Ontem fui ver o Alemanha-Itália a um restaurante de italianos. No final, entoavam-se cânticos de “A Alemanha fora da Europa!”, para gáudio da tropa fandanga que vestia de azul.
A questão essencial foi a que se seguiu. O único alemão presente, trajado impecavelmente com o último artigo Adidas concebido para a Mannschaft, perante a impertinência dos cânticos, lançou um amargurado “E quem é que fica com o poder todo? Vocês?”, deixando cair a máscara que a potência germânica tem tentado manter durante as últimas décadas.
Não quero dizer que estejamos perante um regresso ao nazismo, nada disso, mas o alemães, quais cigarras trabalhadoras a que ninguém deu o devido valor, viram chegar o Inverno sobre a Europa e acham que agora é o seu momento de comprar a alma das formigas. Nenhum país com aquela dimensão, aquele historial, aquela cultura, pode viver muito tempo sem um projecto de hegemonia cultural e económica. A França, o Reino Unido, a Alemanha e a Espanha serão sempre países que procuram um ascendente.

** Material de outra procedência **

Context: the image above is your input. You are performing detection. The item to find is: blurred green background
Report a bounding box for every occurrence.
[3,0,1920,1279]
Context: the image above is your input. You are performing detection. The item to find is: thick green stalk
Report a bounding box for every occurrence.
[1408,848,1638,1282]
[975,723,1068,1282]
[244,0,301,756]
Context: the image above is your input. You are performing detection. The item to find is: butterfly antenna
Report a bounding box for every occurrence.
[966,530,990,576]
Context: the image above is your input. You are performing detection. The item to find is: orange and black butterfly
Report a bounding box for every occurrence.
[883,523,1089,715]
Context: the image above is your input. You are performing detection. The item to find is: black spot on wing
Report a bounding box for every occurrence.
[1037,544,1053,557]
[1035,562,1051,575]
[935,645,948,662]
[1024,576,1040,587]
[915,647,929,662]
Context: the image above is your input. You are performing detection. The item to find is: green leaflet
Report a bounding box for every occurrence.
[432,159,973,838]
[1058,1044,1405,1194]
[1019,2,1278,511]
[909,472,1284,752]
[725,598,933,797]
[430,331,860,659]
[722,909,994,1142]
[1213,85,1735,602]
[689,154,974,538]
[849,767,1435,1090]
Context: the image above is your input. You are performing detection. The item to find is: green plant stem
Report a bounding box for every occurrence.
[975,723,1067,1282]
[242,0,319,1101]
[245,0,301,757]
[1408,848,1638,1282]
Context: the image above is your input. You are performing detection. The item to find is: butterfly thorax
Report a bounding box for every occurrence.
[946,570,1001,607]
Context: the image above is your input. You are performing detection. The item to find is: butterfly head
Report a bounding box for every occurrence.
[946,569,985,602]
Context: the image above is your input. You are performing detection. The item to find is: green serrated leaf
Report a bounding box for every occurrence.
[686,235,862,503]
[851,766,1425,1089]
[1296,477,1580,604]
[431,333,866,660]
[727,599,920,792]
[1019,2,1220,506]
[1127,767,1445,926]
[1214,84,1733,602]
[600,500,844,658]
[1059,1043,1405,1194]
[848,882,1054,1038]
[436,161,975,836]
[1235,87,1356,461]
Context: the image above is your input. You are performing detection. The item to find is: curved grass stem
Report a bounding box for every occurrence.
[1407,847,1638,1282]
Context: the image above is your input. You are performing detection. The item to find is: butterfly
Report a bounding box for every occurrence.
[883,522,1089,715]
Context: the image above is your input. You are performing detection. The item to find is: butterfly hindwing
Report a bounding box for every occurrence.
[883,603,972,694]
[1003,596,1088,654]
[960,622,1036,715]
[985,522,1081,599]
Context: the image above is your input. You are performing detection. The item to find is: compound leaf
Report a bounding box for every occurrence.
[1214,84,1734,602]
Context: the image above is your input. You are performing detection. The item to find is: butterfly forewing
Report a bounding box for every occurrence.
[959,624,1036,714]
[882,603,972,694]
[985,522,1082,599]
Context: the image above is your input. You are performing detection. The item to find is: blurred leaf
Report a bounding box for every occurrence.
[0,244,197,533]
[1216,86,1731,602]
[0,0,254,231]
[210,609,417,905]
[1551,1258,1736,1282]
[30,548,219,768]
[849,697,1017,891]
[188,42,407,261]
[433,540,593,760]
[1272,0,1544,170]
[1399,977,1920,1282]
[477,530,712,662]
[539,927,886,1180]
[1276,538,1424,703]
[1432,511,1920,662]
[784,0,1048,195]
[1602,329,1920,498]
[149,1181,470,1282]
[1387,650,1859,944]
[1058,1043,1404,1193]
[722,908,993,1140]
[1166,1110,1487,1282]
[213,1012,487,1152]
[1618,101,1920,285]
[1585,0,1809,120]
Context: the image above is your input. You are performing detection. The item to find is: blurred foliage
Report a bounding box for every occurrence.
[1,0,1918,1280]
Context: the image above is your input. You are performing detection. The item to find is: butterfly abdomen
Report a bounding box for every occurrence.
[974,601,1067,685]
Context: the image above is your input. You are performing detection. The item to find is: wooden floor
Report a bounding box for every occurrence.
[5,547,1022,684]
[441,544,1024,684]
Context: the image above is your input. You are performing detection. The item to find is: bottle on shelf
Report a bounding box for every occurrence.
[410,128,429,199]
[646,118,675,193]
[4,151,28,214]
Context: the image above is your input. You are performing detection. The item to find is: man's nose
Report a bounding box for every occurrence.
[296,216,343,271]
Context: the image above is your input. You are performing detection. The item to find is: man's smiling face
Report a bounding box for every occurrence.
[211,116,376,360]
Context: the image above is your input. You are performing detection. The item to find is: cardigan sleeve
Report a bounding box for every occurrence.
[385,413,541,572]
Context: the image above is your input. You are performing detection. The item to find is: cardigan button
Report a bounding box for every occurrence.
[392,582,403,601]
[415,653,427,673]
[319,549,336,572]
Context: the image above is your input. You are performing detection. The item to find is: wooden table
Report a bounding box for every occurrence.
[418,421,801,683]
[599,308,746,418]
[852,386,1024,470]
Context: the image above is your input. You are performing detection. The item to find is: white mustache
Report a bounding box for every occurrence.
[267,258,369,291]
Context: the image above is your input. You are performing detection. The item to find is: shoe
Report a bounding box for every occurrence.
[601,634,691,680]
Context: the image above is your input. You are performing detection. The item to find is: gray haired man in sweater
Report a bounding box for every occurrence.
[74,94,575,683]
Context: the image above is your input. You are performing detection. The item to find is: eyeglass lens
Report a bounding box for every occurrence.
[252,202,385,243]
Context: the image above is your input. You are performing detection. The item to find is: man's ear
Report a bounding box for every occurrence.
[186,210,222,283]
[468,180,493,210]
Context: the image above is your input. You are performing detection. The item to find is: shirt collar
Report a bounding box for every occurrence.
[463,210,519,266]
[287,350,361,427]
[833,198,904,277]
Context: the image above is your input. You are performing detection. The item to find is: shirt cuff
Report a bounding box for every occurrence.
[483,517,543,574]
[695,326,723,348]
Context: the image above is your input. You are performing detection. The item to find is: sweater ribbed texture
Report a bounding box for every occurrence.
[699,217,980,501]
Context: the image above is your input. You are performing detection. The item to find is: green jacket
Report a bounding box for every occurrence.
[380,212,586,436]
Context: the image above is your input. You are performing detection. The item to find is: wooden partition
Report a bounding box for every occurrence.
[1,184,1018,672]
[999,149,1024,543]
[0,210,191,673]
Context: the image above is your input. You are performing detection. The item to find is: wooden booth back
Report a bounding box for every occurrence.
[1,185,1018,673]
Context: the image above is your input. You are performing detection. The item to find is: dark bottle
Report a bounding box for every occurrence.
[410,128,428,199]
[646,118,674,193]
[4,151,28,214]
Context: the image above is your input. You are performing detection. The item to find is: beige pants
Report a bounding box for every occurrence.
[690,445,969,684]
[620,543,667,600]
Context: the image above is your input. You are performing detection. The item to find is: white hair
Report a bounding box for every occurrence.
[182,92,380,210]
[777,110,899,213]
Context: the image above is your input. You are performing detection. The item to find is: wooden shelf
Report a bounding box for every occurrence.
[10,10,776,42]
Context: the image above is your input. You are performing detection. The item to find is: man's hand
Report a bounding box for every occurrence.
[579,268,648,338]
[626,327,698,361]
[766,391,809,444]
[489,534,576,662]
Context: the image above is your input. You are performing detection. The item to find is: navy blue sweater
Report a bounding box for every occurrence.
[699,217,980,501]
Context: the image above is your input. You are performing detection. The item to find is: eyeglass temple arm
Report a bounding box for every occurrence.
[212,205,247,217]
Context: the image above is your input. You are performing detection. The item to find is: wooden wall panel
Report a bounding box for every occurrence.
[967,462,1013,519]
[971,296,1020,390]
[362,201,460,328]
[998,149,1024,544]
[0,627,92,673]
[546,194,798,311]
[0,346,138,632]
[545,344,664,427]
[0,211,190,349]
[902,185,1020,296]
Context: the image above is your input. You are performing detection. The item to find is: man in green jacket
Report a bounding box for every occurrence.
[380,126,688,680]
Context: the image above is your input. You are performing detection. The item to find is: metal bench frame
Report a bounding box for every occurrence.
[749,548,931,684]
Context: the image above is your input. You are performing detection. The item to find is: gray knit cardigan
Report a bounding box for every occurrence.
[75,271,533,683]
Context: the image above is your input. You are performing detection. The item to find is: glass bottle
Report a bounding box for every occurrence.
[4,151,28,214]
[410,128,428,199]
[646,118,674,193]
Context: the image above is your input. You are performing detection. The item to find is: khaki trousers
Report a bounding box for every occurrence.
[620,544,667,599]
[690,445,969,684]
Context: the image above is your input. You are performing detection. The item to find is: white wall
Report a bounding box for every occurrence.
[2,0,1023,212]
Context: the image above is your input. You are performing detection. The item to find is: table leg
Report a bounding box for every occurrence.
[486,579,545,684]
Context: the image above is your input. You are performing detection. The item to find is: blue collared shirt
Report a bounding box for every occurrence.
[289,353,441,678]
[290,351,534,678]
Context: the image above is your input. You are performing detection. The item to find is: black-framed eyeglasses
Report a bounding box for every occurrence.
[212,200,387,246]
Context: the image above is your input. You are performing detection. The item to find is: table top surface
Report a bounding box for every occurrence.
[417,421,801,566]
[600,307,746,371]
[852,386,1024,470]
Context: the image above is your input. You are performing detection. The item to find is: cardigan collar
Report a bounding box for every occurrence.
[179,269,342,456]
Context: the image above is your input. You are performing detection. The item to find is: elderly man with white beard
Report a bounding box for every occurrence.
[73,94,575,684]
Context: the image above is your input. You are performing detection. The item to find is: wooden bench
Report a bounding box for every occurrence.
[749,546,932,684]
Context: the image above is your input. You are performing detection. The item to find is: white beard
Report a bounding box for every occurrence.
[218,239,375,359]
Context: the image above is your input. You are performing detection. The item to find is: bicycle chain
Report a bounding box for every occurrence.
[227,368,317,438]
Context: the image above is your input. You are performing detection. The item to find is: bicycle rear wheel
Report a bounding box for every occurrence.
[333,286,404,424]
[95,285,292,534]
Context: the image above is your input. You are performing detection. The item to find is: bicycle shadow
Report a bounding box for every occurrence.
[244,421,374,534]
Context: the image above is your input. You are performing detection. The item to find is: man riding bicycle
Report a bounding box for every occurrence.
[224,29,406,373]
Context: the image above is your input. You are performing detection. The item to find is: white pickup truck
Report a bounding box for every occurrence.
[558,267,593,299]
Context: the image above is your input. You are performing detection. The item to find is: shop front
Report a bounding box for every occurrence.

Está-lhes na massa do sangue. E o ascendente, neste momento, tem-no a Alemanha. Como os Estados Unidos, a China, o Japão, a Rússia ou o Brasil. Não é pecado único da Alemanha, não se pense.
Mas é precisamente por isso que se torna interessante a concepção de uma Europa sem o portento alemão. Muito se tem falado, principalmente nos corredores de Berlim, de deixar países cair para fora de Europa, uma espécie de solução darwiniana da crise. A Grécia, uma desgraça de despesismo e irresponsabilidade, vai em primeiro; Portugal, que também não fez o seu trabalho de casa a tempo, não merece castigo diferente. É a maneira obtusa de ver o mundo de quem sempre fundou a sua cultura numa lógica mecanicista de trabalho/recompensa, crime/castigo. E eu não tenho nada contra. Acho que é uma cultura que assenta muito bem aos alemães, pelo amor de Deus. Só não cabe é a nós. E o problema com querer provocar hegemonias é que se acaba por tentar justapor uma cultura sobre outras, como se isso fosse assim tão fácil. Nunca é.
É por isso que me apela a ideia de uma Europa sem Alemanhas, Franças, Castelas ou Inglaterras. Uma Europa com espaço para as culturas europeias. Todas. Sem que alguém se arrogue mais digno de mandar do que os outros, mais preparado que os demais para ser o titular do poder. Um projecto sem exclusivismos. Um projecto sem liderança, mas sim um projecto com lideranças. Uma verdadeira União, fundada no respeito, na partilha e na solidariedade entre os povos europeus. Todos. Incluindo nós.